On Friday, a Qantas Boeing 767 turned back on a domestic flight in Australia after pilots detected abnormal vibrations in one of the plane’s two General Electric engines. A week earlier, a Sydney-bound Qantas Boeing 747 landed safely in Singapore after an engine caught fire minutes after takeoff.

Both 747 planes were fitted with Rolls-Royce RB211 engines.

The A380 scare is being blamed on a fault in the Rolls-Royce Trent 900 engine. Leaking oil caught fire in the motor of a four-engine Qantas A380, heating metal parts and causing the disintegration over Indonesia before the jetliner returned safely to Singapore. Experts say chunks of flying metal damaged vital systems in the wing of the Sydney-bound plane, causing the pilots to lose control of the second engine and half of the brake flaps on the damaged wing in a situation far more serious than originally portrayed by the airline.

Qantas grounded its six A380s within hours and said four days later that the checks had revealed suspicious oil leaks on three engines on three different grounded A380s. Singapore Airlines and Lufthansa, which both use A380s with Trent 900 engines, have conducted checks on their superjumbos and all but one have returned to service, the airlines say.

Qantas’ six planes — the backbone of the airline’s longest and most lucrative international routes between Australia and Los Angeles, Singapore and London — remain grounded despite what experts say is financial pressure to fly them again.

“We are taking our normal and extremely conservative approach to safety and will not operate our A380 fleet until we are completely confident that it is safe to do so,” Qantas spokesman Simon Rushton said on Monday.

Qantas was still hopeful of returning the A380s to service “in days, not weeks,” Rushton said.

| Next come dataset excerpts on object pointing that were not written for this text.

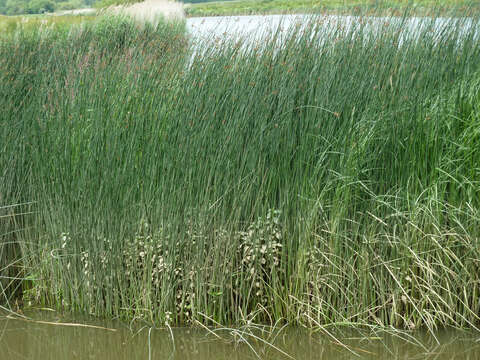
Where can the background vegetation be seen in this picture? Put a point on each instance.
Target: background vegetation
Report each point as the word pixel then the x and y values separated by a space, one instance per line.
pixel 329 177
pixel 247 7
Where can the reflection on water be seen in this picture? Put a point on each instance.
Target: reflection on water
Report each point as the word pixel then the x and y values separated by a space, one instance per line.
pixel 21 339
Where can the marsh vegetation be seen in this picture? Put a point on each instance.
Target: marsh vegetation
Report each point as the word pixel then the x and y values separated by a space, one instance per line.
pixel 329 180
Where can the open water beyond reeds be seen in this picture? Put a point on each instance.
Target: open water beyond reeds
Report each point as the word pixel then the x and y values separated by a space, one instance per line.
pixel 51 336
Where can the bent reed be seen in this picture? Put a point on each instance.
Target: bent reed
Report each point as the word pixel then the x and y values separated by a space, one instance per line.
pixel 328 178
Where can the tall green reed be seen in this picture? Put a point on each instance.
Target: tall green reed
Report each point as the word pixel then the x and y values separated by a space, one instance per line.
pixel 331 179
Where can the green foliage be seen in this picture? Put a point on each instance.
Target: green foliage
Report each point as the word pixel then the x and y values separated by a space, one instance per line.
pixel 250 7
pixel 328 178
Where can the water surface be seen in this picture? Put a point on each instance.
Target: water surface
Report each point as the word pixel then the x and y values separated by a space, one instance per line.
pixel 21 339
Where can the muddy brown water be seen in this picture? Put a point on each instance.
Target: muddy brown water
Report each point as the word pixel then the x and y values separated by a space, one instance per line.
pixel 49 338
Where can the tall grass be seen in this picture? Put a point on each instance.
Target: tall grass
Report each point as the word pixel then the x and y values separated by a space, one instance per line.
pixel 332 179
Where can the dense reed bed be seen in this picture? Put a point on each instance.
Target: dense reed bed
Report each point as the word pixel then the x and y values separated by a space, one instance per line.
pixel 330 178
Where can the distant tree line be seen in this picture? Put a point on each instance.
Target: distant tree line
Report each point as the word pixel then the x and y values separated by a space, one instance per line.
pixel 18 7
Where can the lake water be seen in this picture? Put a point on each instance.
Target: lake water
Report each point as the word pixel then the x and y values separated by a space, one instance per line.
pixel 259 28
pixel 47 338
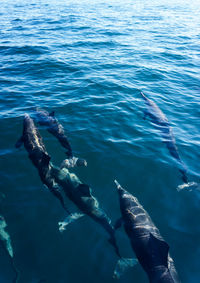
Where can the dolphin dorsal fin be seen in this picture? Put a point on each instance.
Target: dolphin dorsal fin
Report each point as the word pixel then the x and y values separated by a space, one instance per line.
pixel 85 189
pixel 45 158
pixel 52 113
pixel 162 246
pixel 19 142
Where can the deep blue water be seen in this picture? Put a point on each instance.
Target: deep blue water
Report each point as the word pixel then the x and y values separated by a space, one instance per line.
pixel 88 61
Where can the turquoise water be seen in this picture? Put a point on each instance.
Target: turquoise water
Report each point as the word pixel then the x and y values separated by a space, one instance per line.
pixel 87 61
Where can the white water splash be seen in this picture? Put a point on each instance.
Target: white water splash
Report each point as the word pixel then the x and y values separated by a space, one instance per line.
pixel 189 186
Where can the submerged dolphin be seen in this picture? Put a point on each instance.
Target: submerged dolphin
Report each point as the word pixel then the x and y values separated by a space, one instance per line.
pixel 6 241
pixel 58 180
pixel 150 248
pixel 161 122
pixel 38 155
pixel 55 128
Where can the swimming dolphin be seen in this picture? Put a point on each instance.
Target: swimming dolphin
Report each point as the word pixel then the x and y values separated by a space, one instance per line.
pixel 55 128
pixel 6 243
pixel 80 194
pixel 150 248
pixel 161 122
pixel 58 180
pixel 38 155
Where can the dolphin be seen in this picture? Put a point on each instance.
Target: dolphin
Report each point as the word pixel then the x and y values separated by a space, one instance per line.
pixel 38 155
pixel 161 122
pixel 7 245
pixel 150 248
pixel 55 128
pixel 61 180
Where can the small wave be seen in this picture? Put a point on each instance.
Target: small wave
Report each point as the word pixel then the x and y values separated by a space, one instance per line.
pixel 26 50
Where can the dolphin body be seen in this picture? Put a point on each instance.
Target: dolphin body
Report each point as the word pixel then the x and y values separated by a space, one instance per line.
pixel 55 128
pixel 150 248
pixel 161 122
pixel 38 155
pixel 7 245
pixel 58 180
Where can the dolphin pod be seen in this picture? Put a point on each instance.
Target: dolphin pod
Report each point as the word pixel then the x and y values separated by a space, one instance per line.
pixel 161 122
pixel 150 248
pixel 60 180
pixel 55 128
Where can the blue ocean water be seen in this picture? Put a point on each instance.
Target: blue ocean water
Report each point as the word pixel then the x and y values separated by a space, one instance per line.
pixel 88 61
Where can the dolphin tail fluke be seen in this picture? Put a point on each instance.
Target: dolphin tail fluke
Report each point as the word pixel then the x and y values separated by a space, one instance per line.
pixel 69 219
pixel 16 271
pixel 122 265
pixel 73 162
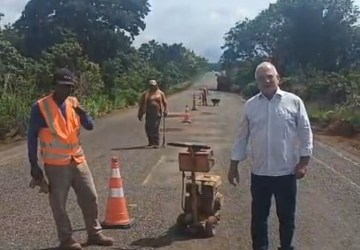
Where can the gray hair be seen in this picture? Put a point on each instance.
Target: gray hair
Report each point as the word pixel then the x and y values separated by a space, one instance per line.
pixel 265 65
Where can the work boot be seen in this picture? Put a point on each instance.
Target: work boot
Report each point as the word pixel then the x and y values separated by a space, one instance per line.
pixel 100 240
pixel 70 244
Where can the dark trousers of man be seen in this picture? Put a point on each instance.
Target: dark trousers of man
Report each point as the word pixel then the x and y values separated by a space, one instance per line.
pixel 152 124
pixel 284 188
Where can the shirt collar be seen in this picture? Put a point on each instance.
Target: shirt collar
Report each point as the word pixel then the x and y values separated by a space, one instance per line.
pixel 279 93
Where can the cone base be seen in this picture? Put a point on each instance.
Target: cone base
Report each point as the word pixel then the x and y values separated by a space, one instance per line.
pixel 127 225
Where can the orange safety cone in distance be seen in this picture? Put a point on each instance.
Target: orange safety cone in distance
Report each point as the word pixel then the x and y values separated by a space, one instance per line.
pixel 194 102
pixel 187 115
pixel 117 215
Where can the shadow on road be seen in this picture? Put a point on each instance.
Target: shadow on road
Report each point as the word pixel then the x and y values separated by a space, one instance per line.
pixel 161 241
pixel 55 248
pixel 171 129
pixel 131 148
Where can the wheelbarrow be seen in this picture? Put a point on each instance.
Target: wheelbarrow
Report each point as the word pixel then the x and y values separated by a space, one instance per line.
pixel 215 101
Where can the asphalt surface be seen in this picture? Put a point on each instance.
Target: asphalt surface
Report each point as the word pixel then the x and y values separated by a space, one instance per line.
pixel 328 211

Britain’s Rolls-Royce Group PLC, the world’s second-largest engine maker, said Friday that it would be replacing an unspecified module, or collection of linked parts, on the Trent 900. Airbus said Rolls-Royce would also be equipping the engines with software to shut them down before an oil leak could cause an engine to disintegrate.

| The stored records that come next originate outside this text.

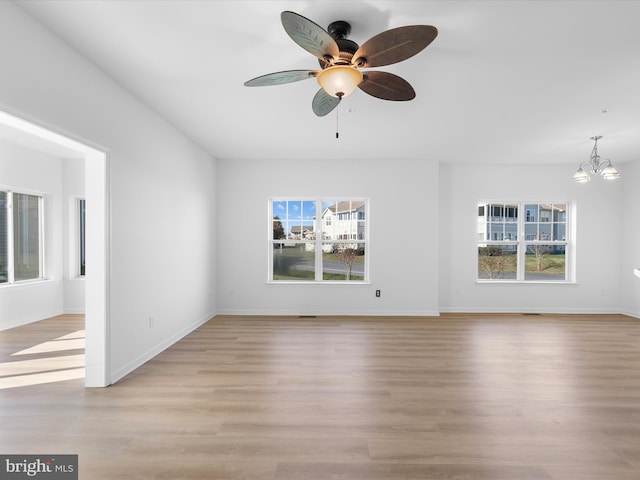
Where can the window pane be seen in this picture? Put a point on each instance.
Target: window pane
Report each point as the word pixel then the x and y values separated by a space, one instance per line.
pixel 545 213
pixel 559 212
pixel 560 231
pixel 343 261
pixel 497 262
pixel 4 242
pixel 544 230
pixel 26 236
pixel 531 213
pixel 531 231
pixel 278 229
pixel 545 262
pixel 293 261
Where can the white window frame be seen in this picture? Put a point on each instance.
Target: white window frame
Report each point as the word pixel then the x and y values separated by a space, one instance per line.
pixel 10 192
pixel 318 240
pixel 522 244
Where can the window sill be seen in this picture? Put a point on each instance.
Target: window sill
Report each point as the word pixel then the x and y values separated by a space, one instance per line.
pixel 325 282
pixel 524 282
pixel 26 283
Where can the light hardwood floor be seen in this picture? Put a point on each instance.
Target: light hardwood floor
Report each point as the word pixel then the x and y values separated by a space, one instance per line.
pixel 482 397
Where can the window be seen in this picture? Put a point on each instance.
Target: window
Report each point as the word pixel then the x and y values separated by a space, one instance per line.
pixel 21 252
pixel 318 240
pixel 81 236
pixel 532 247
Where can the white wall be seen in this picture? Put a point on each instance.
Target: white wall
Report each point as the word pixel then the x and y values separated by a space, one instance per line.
pixel 161 188
pixel 630 284
pixel 598 257
pixel 73 189
pixel 403 253
pixel 26 170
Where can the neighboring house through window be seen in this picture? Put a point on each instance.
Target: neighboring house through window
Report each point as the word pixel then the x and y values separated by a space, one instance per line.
pixel 21 234
pixel 318 240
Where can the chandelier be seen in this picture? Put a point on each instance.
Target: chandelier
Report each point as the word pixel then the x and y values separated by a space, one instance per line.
pixel 596 165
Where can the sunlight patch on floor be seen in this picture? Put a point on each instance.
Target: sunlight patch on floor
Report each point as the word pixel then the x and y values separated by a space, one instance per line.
pixel 45 369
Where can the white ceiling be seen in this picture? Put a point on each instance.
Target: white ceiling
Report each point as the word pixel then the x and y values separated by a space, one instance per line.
pixel 504 82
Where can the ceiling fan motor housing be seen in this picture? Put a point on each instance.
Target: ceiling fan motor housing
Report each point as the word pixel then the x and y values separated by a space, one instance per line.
pixel 339 31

Rushton said three engines had been removed from Qantas A380s as part of a detailed inspection program ordered by Europe’s air safety regulator and recommendations by Rolls-Royce. He declined to comment on an unsourced newspaper report that Rolls-Royce had advised Qantas that seven more engines may have to be removed, something that would cause longer delays and potential revenue losses.

Each A380 is fitted with four engines, each of them massive and extremely complex machines.

Singapore Airlines, which grounded three of its 11 A380s after checks found oil leaks in three Trent 900s, said Monday that two were back in service after engine changes and that work was continuing on the third.

Meanwhile, the lead investigator into the Qantas incident said the automatic audio recording of conversations between the pilots during the mid-air emergency had been erased, though this would not be a significant setback.

The Australian Transport Safety Bureau said the plane’s voice cockpit recorder ran for more than two hours after the incident because the explosion caused one of the plane’s other engines to fail to shut down after it landed, meaning the earlier conversations were overwritten.

The flight data recorder was recovered and includes the entire occurrence, and had provided extensive flight and engine data, the ATSB said. Data from other in-flight recorders was also being analyzed.

“Despite initial difficulties as a result of damage to the aircraft’s electrical system, the ATSB, in collaboration with Airbus, Qantas, the Air Accident Investigation Bureau of Singapore and the aircraft condition monitoring system manufacturer, have successfully recovered all pertinent data,” the ATSB said in a statement.